The title character is a colonial official in the South American provinces, far from Buenos Aires or any other major city, let alone the Spanish homeland he mythologises. His obsession is rising up the ranks, getting the local governor to allow him a promotion representing at ticket out of these backwaters, but his plans soon descend into a Kafkaesque nightmare of petty bureaucracy, inexplicable misfortunes, sexual frustrations, and a mysterious bandit part-legend, part-demon, who may or may not have been killed – at least a dozen different people claim to have killed him a dozen different ways, but discerning truth from lies or legend proves tricky. Amid this absurdist land without logic nor pity, certain thematic binaries crystallise: what does it mean to feel American rather than Spaniard, what is the exact status of a colony in relation to its ruling Kingdom, what is it like living and working in the provinces far from the activity hub of the city, and most of all is the tantalising carrot of false hopes to be preferred to the bitter pill of hard facts?

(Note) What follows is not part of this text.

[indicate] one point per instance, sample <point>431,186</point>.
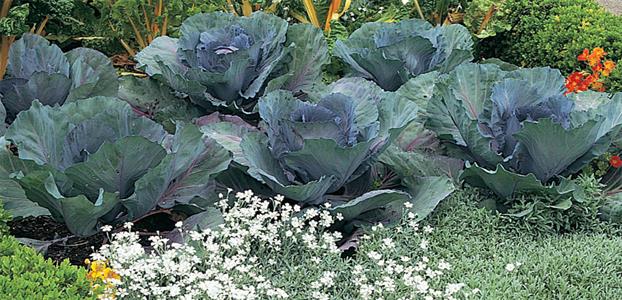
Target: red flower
<point>583,56</point>
<point>615,161</point>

Martel’s film follows a series of recent, revisionist South American films tackling the colonial era (Jauja, Embrace of the Serpent, Rey, El Movimiento…) but surpasses all of them with thematic complexity, humour, imagination and technical brio. Few contemporary filmmakers are using sound as fascinatingly as Martel has since her 2001 debut La Ciénaga. The sound design is densely layered, ringing with a subtle cacophony of animal noises, offscreen voices, electronic tones, and creaking sounds, underscoring the claustrophobic cinematography. The recurring music sounds oddly like Hawaiian ukulele, but is actually 1950s Brazilian guitar duo Los Indios Tabajaras, whose gentle riffs play in devious counterpoint to the unsettling nature of the images.
The multinational cast, from Mexico, Spain, Brazil, Argentina as well as members of local native tribes, capture the patchwork nature of pre-national South America before Europeans partitioned it. Two performances stand out, for their brilliance as well as their total contrast to one another: Daniel Giménez Cacho as the pathetically doomed Zama, martyr-like but always enslaved to the mores of formal ceremony, and Matheus Nachtergaele, more like a devil or a sprite, unrestrained and flamboyant. That contrast in fact lies at the heart of this utterly beguiling film, forever in tension and yet perfectly balanced, between something so tightly constructed narratively and formally, and at the same time always on the brink of falling into a dreamlike, hallucinatory, elliptical, inscrutable state. I don’t know how she did it, but long may Lucrecia Martel keep serving us her whisky.